The most common formal system for presenting such rules for humans to read is Backus-Naur Form or “BNF”, which was developed in order to specify the language Algol 60. Any grammar expressed in BNF is a context-free grammar. The input to Bison is essentially machine-readable BNF.

There are various important subclasses of context-free grammars. Although it can handle almost all context-free grammars, Bison is optimized for what are called LR(1) grammars. In brief, in these grammars, it must be possible to tell how to parse any portion of an input string with just a single token of lookahead. For historical reasons, Bison by default is limited by the additional restrictions of LALR(1), which is hard to explain simply.
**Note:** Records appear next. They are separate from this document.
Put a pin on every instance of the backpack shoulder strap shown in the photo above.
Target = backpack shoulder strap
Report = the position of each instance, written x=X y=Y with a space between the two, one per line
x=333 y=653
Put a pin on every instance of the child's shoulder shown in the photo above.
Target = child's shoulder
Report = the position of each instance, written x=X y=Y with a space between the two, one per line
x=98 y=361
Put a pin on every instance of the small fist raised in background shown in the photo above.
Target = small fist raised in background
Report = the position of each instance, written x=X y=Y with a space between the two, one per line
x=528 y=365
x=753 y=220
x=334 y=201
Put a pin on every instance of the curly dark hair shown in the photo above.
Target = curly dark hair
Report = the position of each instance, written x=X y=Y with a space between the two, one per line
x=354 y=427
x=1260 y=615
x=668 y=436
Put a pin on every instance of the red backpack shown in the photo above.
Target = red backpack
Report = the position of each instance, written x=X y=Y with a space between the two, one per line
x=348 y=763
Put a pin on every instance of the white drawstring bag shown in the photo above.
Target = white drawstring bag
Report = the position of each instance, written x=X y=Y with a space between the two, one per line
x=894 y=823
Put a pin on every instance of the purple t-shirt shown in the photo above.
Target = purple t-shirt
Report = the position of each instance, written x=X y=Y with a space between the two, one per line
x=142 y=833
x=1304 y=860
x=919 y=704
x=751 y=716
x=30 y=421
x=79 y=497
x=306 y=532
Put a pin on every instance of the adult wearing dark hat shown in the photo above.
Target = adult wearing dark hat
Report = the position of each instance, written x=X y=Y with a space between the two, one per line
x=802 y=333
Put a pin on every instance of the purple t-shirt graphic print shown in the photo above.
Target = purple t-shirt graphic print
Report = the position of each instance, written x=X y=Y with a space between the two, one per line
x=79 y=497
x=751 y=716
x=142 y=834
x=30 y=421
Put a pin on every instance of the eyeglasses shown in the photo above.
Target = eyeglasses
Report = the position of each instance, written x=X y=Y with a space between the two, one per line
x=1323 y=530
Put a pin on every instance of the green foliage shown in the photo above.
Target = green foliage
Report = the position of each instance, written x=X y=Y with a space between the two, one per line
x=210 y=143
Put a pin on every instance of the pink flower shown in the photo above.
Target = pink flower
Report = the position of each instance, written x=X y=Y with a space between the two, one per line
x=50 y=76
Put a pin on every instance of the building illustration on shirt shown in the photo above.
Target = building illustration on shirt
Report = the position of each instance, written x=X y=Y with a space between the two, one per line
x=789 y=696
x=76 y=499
See Mysterious Conflicts, for more information on this. You can escape these additional restrictions by requesting IELR(1) or canonical LR(1) parser tables. See LR Table Construction, to learn how.

Parsers for LR(1) grammars are deterministic, meaning roughly that the next grammar rule to apply at any point in the input is uniquely determined by the preceding input and a fixed, finite portion (called a lookahead) of the remaining input. A context-free grammar can be ambiguous, meaning that there are multiple ways to apply the grammar rules to get the same inputs. Even unambiguous grammars can be nondeterministic, meaning that no fixed lookahead always suffices to determine the next grammar rule to apply. With the proper declarations, Bison is also able to parse these more general context-free grammars, using a technique known as GLR parsing (for Generalized LR). Bison’s GLR parsers are able to handle any context-free grammar for which the number of possible parses of any given string is finite.
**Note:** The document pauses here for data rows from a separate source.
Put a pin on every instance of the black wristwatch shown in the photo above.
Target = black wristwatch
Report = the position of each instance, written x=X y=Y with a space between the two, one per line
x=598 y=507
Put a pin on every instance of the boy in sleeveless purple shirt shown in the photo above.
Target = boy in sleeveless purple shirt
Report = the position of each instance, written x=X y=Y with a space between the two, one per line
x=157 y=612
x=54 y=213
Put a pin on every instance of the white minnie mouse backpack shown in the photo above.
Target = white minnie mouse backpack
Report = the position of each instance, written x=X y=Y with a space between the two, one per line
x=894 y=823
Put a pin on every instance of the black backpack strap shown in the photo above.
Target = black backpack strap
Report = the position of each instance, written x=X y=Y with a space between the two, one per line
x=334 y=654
In the formal grammatical rules for a language, each kind of syntactic unit or grouping is named by a symbol. Those which are built by grouping smaller constructs according to grammatical rules are called nonterminal symbols; those which can’t be subdivided are called terminal symbols or token kinds. We call a piece of input corresponding to a single terminal symbol a token, and a piece corresponding to a single nonterminal symbol a grouping.
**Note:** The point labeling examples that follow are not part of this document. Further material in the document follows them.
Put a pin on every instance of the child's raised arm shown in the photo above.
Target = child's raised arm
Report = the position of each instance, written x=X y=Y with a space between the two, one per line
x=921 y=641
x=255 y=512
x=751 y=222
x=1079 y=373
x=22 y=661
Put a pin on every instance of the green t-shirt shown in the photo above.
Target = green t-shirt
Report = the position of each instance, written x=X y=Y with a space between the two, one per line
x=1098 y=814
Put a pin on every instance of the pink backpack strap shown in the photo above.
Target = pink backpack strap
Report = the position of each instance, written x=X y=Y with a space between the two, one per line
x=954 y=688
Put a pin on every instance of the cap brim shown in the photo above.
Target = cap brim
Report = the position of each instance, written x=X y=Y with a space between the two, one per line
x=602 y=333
We can use the C language as an example of what symbols, terminal and nonterminal, mean. The tokens of C are identifiers, constants (numeric and string), and the various keywords, arithmetic operators and punctuation marks. So the terminal symbols of a grammar for C include ‘identifier’, ‘number’, ‘string’, plus one symbol for each keyword, operator or punctuation mark: ‘if’, ‘return’, ‘const’, ‘static’, ‘int’, ‘char’, ‘plus-sign’, ‘open-brace’, ‘close-brace’, ‘comma’ and many more. (These tokens can be subdivided into characters, but that is a matter of lexicography, not grammar.)

Here is a simple C function subdivided into tokens:

int             /* keyword ‘int’ */
square (int x)  /* identifier, open-paren, keyword ‘int’,
                   identifier, close-paren */
{               /* open-brace */
  return x * x; /* keyword ‘return’, identifier, asterisk,
                   identifier, semicolon */
}               /* close-brace */

The syntactic groupings of C include the expression, the statement, the declaration, and the function definition. These are represented in the grammar of C by nonterminal symbols ‘expression’, ‘statement’, ‘declaration’ and ‘function definition’. The full grammar uses dozens of additional language constructs, each with its own nonterminal symbol, in order to express the meanings of these four. The example above is a function definition; it contains one declaration, and one statement. In the statement, each ‘x’ is an expression and so is ‘x * x’.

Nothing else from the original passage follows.